Procissão de Nossa Senhora do Carmo de 16 de julho de 1989, na Praça da República. Na segunda foto, frei Raphael ao centro, ladeado por frei Jadeval; na terceira imagem, o provedor da Confraria de Nossa Senhora da Boa Morte, sr. Machado, é visto em primeiro plano
Fotos: acervo de Francisco Carballa

 

Festa do Convento do Carmo
16 de julho


A devoção a Virgem Senhora do Monte Carmelo de Israel
[01], já era celebrada em Santos, tão logo os Carmelitas aqui chegaram e se instalaram na capelinha de Nossa Senhora da Graça em 1589 [02]. Por esse motivo, ainda hoje mantêm no Convento do Carmo de Santo a imagem da Senhora sob o título e iconografia da Graça; essa devoção era conhecida em Lisboa por um convento com esse nome, antes do terremoto de 1755.

Houve uma pausa na celebração da procissão devido à saúde de frei Mário Bastos O.C.
[03]; frei Rafael M. Marinho O.C. retomou a devoção a pedido dos fiéis em 1977.

O andor da Virgem Maria ficava em uma grande mesa com uma colcha napolitana de fios de seda coloridos, na frente de dois castiçais com velas acesas, nos altares a melhor toalha do convento. Nessa época, frei Rafael usava umas ânforas gigantes de porcelana branca com enfeites azuis adornando o altar mor, pois dizia que tinha que ser tudo diferente e mais bonito para Nosso Senhor, motivo pela qual as guardava e só as usava na hora santa do dia 31 de dezembro.

Essa festa é precedida de uma novena que começa no dia 7 de julho e acaba no dia 15, sempre tendo início com a benção do Santíssimo Sacramento
[04], seguida do hino Tantum Ergo, novena e missa, culminando com a festa no dia 16 de julho, sendo um dia de muita atividade.

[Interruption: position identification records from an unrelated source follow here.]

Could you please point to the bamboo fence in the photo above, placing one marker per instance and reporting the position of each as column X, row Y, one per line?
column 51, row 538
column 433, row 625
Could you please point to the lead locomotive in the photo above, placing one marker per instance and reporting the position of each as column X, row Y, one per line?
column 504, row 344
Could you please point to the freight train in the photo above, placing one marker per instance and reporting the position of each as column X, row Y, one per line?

Naqueles anos que já ficaram longe, era celebrada a missa por frei Rafael, o coral tomava seu lugar no antigo coro acima da entrada da porta principal para distribuir bem o som. O frei era acompanhado por outros carmelitas, que vinham do Convento da Capital para auxiliar nas confissões, imposição dos escapulários, distribuição da eucaristia e tudo o que faz parte do apoio espiritual cristão.

 

Igualmente participavam as irmandades de Nossa Senhora da Boa Morte, Ordem Terceira do Carmo, teresitas, Apostolado da Oração e os integrantes da Adoração Perpétua [05] formando o cortejo que, ao toque de sinos, saía para dar a volta à Praça Barão do Rio Branco, limitando-se a esse percurso a procissão.

Como sempre ocorreu um problema com o estacionamento de veículos, nesse dia era colocado na porta um cavalete emprestado
[06]. A Virgem Maria era precedida da cruz processional pesada e antiga da Ordem Terceira, ladeada por duas lanternas, vindo os irmãos terceiros em duas filas com veleiros nas mãos, o estandarte da Virgem levado pela irmã terceira dona Bernadete.

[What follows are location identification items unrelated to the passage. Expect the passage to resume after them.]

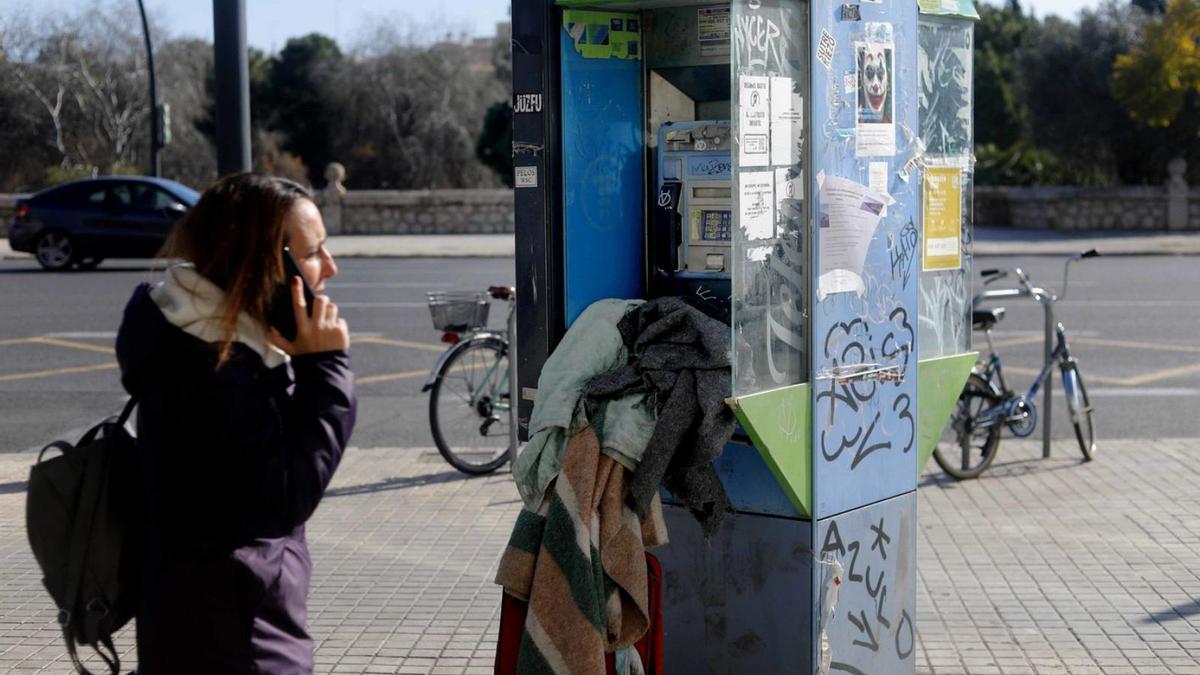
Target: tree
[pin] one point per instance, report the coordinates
(83, 78)
(411, 114)
(1063, 72)
(1161, 76)
(1000, 113)
(495, 144)
(298, 103)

Finalmente, vinham as demais instituições e irmandades, sendo o andor ladeado por quatro lanternas de procissão e o povo cantando os hinos do Congresso Carmelitano e Flor do Carmelo, terminando a procissão dentro do templo: o povo recebia a benção final e muitos devotos disputavam as flores do andor, ao que frei Rafael, ao tentarem impedir, falava: "Deixem levar, é um favor que me fazem!"
[07] - e assim acabava o dia com tudo em ordem e acontecendo de forma correta.

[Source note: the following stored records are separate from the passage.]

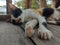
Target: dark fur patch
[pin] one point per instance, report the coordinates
(17, 12)
(47, 12)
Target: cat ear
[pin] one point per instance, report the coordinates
(12, 6)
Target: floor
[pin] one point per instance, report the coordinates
(14, 35)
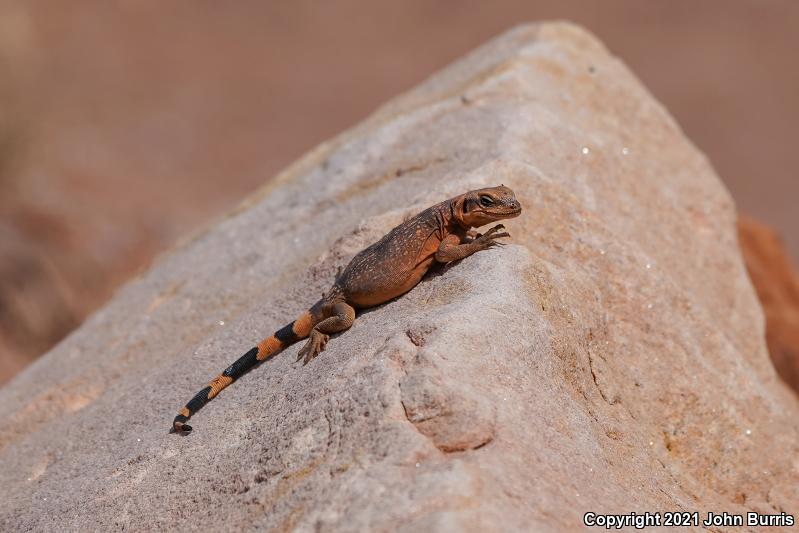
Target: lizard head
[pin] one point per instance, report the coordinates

Por vezes, a Banda Carlos Gomes acompanhava a procissão, por outras ao perguntarem da mesma, respondia frei Rafael: "Tem a banda do Basílio
[08]".

Em 1989, a pedidos insistentes de beatas rezadeiras, a procissão passou a ir até a Praça da República e ali fazer o retorno, para dar ainda a volta à Praça Barão do Rio Branco e entrar no templo, e durante todo o percurso os sinos ficavam bimbalhando, para alegria de quem aprecia o seu som
[09].

Hinos cantados nas festividades
 

Tantum Ergo – (Trecho do Pange Língua)

Tantum ergo Sacramentum
Veneremur cernui:
Et antiquum documentum
Novo cedat ritui:
Praestet fides supplementum
Sensuum defectui.

Genitori, Genitoque
Laus et jubilatio,
Salus, honor, virtus quoque
Sit et benedictio:
Procedenti ab utroque
Compar sit laudatio.
Amen.

V. Panem de caelis praestitisti eis.(T.P. Alleluja)

R. Omne delectamentum in se habentem.(T.P. Alleluja)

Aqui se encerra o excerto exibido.